Ramses struck again, this time at a sleazy motel. He knocked on the door, and when his victim answered, he forced her mouth open with his dirty fingers as he ripped out her tongue. I believe the combination of the woman wearing only a brassiere, along with this mutilation, gave Ramses a huge boner.

I, Pete Thornton, randomly attended lectures on ancient Egypt and tried to stay awake during Professor Boring's boring boreshit. From what I heard, while I wasn’t doodling in my notebook and playing with my wiener through my pocket, a mummy once existed and this mummy punched everyone in the face. The mummy punched so many people that it was damned to sit in a room and punch the ground. This mummy is known as Mummia Dude. (I think.
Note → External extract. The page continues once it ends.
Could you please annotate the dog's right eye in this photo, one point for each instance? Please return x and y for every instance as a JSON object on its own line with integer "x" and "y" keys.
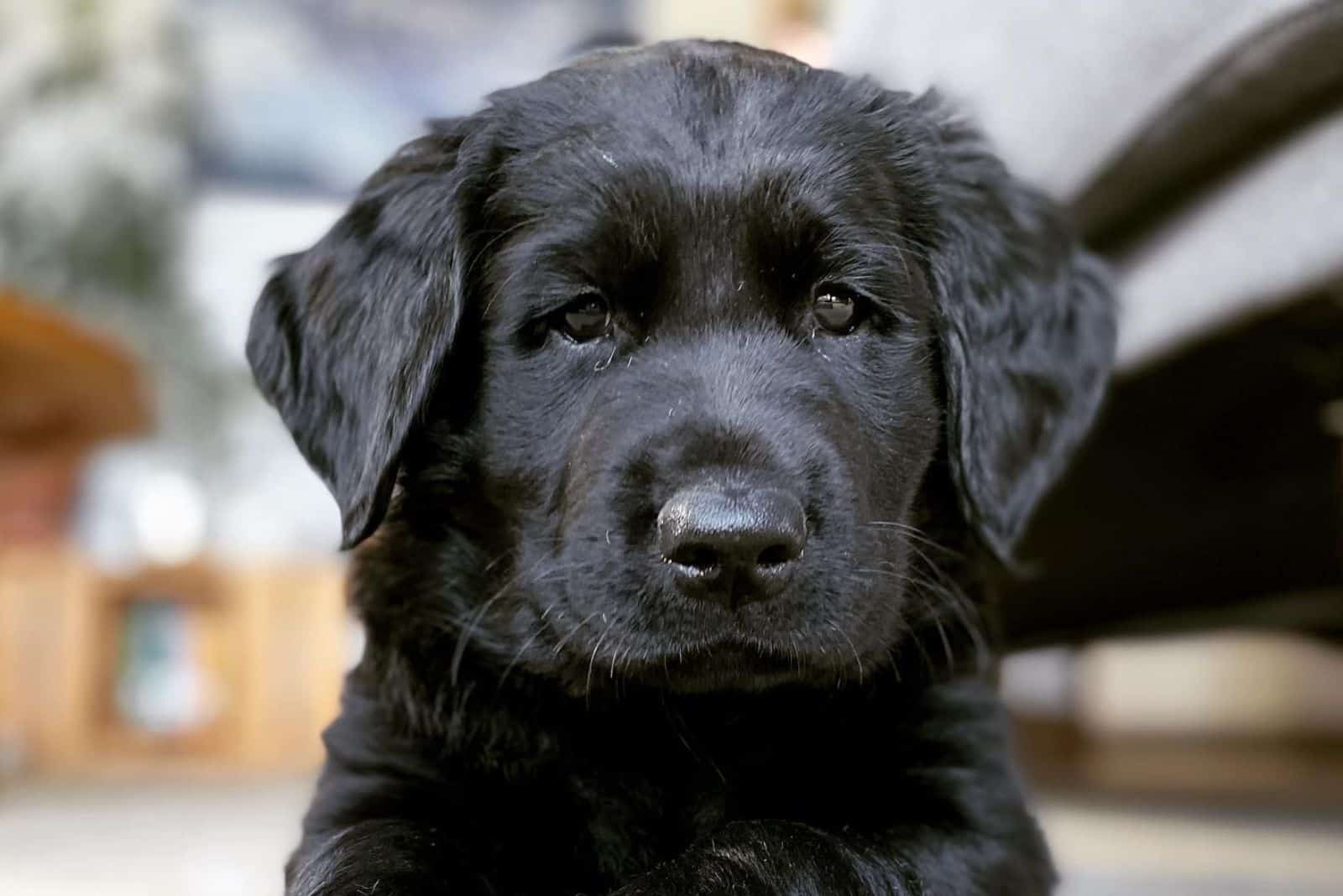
{"x": 586, "y": 318}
I may have filled in my own story, because the man with glasses talked for so long that I was wake-dreaming of screwing the woman next to me.)

The bitch I was with later told me that he talked about something called the Blood Feast, which was when Egyptians would dismember girls and eat them in an effort to stay youthful forever. I told her that was ridiculous, and I went home and talked to a police sketch artist to make some preliminary posters of Mummia Dude.

"Eh...I read about it in a magazine and I wanted to try it.
Guess I fucked it up."

After the borefest, I, Pete Thornton, took some time to do some light, non-evasive kissing with my best girl, who unbeknownst to me, was having a party catered by Fuad, thanks to her cheese-hat mother.

Talk about irony.

You talk about it, anyway. I won’t. I’m Pete Thornton. I carry a badge and a gun. I don’t have time for that homo stuff.

In my town of L.A., I like my women like I like my beer: cool, and with their boobs out. Ramses also liked women with good boobs, and with all the boobs that are everywhere in L.A., it was hard to pinpoint his next move; that move being chasing a woman in broad daylight, knocking her out, and carrying her off to do God knows what bat-shit stuff that man did. And on top of these murder charges, Ramses is also responsible for one of the tamest whippings I, Pete Thornton, have ever seen. Given that I have never seen any whippings, rest assured that the whipping was very tame, resulting in a few red streaks across the victims back; streaks that look suspiciously like water color paint brush swipes.

I eventually stumbled across his workshop of terror and saw what was left of that whipping victim. She looked delicious. Not because I am sick, but because I am pretty sure she was covered in barbecue sauce. I ran a finger along a thigh and tasted it, but it was actually blood. I threw up in my hat and fell down.

Later, after Ramses attempted to kill my best girl at her party, he fled and I followed close behind him.

I, Pete Thornton, single-handedly stopped Fuad Ramses, the jerk-off in question. By employing a tactic we learned at the academy, I chased him across a trash heap for a long time, and then he jumped into a rubbish truck, dying of some massive mush-mush.

I would just like to congratulate myself on a job well done, seeing as how no one else in this half-assed department has yet.

In conclusion, Frog Rammers, or whoever, is now a messy pancake, so it doesn't really matter what my report has to say.

That's it for me, Pete Thornton. I'm off to write a report on another bullshit murderer: The Wizard of Gore. I hope he has candy. And a new hat, for my head.

Things I Learned From My Experience:
  • Frank, the police captain, shrieks at me whenever I show any affection towards my wife. He's gay.
  • Having a gimp can make a killer super creepers.
  • It's OK to leave the dead body of a man behind as long as you've solved the case.
  • Timpani hits provide super creeper tension.
  • Super creeper snakes make any scene ultra goopers.
  • All the white people in my town have weird, blue hair. And all the black people…hmm…well,  I’ve never actually seen any.
  • The only people who still care about ancient Egypt also eat people pie.